Places Of Use – Adjudicated (Decreed) In The State Superior Court

For adjudicated or decreed water rights, the place of use is usually defined in maps created for an engineering report.  The State Superior Court (Court) in the particular County of the court case often uses these maps, making a few changes by text when the decree is finally issued.

In the South Cow Creek Decree (Decree), formally known as Shasta County State Superior Court Case Number 38577, the maps were created by a prior engineering report. This 1968 decree defined all water rights for South Cow Creek, Old Cow Creek, and their tributaries.  Maps show owners at the time the initial report was written, Sections divided up into 1/4 1/4 Sections (~40 acres each), points of diversion, irrigated lands, and other features.

South_Cow_Sht5_Hall_small

The clip above is from Decree Sheet 5, which is centered on the SW 1/4 of Section 13, Township 31 North, Range 3 W.  In the short hand of the Decree, it is the SW 1/4 (Section) 13 T31N R3W.  These were the irrigated lands of Jura Lawrence Hall.

 

South_Cow_Sch1_Hall_small

The Place Of Use is shown in Schedule 1 of the decree, excerpted above.  Each piece of the irrigated acreage is listed.  Some are footnoted is being “dormant riparian land”, not irrigated at that time.

 

South_Cow_Sch2_Hall_POD_small

The excerpt above, from Decree Schedule 2 shows the points of diversion for Hall, Numbers 78 and 79.  These diversions are shown as circled numbers with arrows on the map above.  In Schedule 2, the points of diversion are listed as being so many feet at some angle, distant from a Section Corner or other point.

So, the place of use and point of diversion can still be located on the ground today, with an error that might be as little as 20 feet, or as great as 300 feet (sometimes more than that.  This is enough to define where the court order, the Decree, allows water to be diverted and applied on the land that originally belonged to Jura Lawrence Hall.

 

The following excerpt from Schedule 6 shows the water rights for Hall.  There are first priority, second priority, and fourth priority rights.  Where exactly do these rights go, and what are they for?  That’s a story for a future post, more likely several posts.

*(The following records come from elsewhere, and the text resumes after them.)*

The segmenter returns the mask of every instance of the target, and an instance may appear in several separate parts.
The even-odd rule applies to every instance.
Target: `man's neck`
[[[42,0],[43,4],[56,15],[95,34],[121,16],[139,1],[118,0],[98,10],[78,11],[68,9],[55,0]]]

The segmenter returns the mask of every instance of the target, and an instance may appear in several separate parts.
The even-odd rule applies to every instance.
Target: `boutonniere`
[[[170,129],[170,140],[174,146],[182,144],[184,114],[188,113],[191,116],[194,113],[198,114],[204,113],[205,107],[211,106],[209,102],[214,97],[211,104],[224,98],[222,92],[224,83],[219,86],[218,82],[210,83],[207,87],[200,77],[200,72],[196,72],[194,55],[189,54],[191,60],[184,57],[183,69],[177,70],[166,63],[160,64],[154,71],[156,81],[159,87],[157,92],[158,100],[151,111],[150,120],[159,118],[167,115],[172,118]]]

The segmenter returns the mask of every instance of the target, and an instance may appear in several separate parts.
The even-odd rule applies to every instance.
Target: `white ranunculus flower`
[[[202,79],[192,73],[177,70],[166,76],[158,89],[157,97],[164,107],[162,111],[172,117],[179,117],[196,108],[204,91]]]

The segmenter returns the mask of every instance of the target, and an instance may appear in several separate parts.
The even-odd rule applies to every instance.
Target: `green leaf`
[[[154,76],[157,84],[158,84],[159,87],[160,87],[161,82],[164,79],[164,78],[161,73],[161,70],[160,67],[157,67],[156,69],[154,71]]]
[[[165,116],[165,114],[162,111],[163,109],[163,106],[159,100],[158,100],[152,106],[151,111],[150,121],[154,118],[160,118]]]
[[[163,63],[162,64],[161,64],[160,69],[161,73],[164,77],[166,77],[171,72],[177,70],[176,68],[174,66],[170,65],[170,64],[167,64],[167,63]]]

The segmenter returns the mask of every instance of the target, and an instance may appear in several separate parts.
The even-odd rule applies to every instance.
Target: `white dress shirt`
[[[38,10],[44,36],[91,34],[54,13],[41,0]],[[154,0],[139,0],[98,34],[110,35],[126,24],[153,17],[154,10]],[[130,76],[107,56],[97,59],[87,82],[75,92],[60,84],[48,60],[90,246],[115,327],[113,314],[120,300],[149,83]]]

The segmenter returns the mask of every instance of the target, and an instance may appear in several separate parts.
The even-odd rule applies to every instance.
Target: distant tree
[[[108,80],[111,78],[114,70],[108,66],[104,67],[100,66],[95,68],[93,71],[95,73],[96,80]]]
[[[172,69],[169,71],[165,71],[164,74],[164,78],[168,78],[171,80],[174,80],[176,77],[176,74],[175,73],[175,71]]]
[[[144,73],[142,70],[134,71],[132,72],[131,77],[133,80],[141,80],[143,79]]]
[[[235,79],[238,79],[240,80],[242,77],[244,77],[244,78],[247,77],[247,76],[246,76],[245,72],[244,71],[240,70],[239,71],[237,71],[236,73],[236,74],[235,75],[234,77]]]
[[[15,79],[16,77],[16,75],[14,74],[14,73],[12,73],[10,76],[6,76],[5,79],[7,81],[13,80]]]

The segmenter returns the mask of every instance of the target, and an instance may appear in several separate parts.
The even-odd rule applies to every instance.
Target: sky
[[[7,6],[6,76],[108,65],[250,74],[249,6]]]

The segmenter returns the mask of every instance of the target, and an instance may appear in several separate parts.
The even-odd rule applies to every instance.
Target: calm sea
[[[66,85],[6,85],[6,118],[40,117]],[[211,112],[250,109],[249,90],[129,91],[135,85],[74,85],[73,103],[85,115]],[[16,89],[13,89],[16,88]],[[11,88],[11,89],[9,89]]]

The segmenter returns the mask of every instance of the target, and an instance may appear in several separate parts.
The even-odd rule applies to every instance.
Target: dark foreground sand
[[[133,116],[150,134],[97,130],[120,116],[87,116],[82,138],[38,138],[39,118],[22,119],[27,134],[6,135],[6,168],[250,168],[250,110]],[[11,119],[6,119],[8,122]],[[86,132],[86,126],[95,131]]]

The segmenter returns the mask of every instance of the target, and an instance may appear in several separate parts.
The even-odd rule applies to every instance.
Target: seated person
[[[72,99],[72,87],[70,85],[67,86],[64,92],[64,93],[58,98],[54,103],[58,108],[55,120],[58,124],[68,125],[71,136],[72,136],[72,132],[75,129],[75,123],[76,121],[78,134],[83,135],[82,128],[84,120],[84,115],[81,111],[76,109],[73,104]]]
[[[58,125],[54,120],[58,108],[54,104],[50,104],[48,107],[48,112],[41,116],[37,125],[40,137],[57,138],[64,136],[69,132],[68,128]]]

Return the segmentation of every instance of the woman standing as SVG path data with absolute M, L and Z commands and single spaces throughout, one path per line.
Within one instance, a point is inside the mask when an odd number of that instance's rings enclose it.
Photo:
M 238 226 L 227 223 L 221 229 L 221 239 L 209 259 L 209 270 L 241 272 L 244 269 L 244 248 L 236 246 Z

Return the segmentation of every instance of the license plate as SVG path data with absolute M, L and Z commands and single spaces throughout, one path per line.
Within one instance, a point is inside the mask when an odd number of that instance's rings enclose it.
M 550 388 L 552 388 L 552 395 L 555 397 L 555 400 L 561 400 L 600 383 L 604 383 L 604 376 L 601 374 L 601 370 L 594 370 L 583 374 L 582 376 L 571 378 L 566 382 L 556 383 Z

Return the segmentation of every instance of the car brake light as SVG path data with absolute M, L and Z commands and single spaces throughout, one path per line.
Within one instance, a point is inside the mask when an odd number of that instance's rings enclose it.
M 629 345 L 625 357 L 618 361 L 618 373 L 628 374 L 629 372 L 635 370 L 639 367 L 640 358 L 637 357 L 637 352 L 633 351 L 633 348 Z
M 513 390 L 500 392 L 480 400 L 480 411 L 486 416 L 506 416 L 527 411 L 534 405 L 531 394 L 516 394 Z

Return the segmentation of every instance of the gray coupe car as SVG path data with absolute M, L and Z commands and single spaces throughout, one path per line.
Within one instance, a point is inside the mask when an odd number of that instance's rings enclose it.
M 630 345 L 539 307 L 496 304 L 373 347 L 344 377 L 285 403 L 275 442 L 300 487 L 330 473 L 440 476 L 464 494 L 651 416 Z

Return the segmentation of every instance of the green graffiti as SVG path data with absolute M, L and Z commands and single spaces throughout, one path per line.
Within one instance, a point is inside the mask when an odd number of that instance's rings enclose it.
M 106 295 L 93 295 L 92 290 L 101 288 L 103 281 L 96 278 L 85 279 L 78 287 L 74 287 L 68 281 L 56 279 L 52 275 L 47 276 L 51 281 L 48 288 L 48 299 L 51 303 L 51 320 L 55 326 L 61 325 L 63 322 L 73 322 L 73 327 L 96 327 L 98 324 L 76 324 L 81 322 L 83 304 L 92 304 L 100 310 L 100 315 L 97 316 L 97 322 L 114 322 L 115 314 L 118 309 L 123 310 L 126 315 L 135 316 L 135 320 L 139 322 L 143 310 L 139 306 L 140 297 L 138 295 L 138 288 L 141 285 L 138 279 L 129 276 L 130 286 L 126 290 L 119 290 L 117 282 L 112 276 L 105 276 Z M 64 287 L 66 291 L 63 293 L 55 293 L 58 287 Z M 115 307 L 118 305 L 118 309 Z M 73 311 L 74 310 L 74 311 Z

South_Cow_Sch6_Hall_Allot_small

 

In this world, it seems that the only constant is change, and that goes for land ownership, too.  The aerial photo below shows ownership lines on Hall’s lands today.  Notice that there are 10 parcels, most with some portion of the decreed water right:

South_Cow_Sht5_Hall_Owner_Lines_2015_small

How are the water rights divided up?  Who gets some, and how much?  That falls under the heading of apportioning water rights, also a story for a later post.

It is interesting, isn’t it?  Now we start to see why there is some confusion about water rights, and who has them, and how they can demonstrate that.  As you might guess, there have been lawsuits since the original 1968 Decree to define the rights better.

Water Rights – Why Do They Exist? Which Kinds Are There?

Why is there such a thing as water rights? Water is something everyone needs. Except maybe W.C. Fields; he tried to stick to alcohol and when offered water said, “Can’t stand the stuff.” Anyway, water is a shared resource, and in some places there isn’t enough for what people need (or at least want).

California is mostly desert where people live and where food is grown. Water is scarce when it comes to all desired uses. Even in a wet year, surface water flows decrease through the summer and fall.

If you did not have enough water, how would you get it? Use more from the city, buy it from the water district, drill a well, truck it in, or dig a ditch from a creek or river. No matter how you get it, in California it got to you under some kind of right.

What kind of surface water rights are there? The simple list is, and I am sure this leaves out a few:

  1. Riparian – a parcel that touches a stream, spring or lake may use a ” reasonable and beneficial” amount, quantity and rate undefined, per the California Constitution, Article X, Section 2
  2. Rancho rights granted by the government of Spain or Mexico, prior to Statehood in 1850
  3. Pueblo rights, the one belonging to Los Angeles being famous
  4. Appropriative in 1913 and prior, aka “pre-1914”, for parcels not touching a body of water, which started with gold mining and is now mostly for agriculture, environmental, and urban/industrial uses
  5. Appropriative post-1914, issued by the State Water Resources Control Board
  6. Adjudicated, or decreed, from Federal District or State Superior Court
  7. Groundwater from a well, similar to surface water riparian but for the overlying land
  8. Prescriptive, which isn’t a definite right until decreed by a court
  9. Contracts, which are not rights but rely on some already-existing right

That’s useful to know even in summary form. Of course there are books, court cases, both in the thousands, and the California Water Code, and interstate compacts that more particularly define what these are.

Which are better or “senior” rights? That’s for later posts.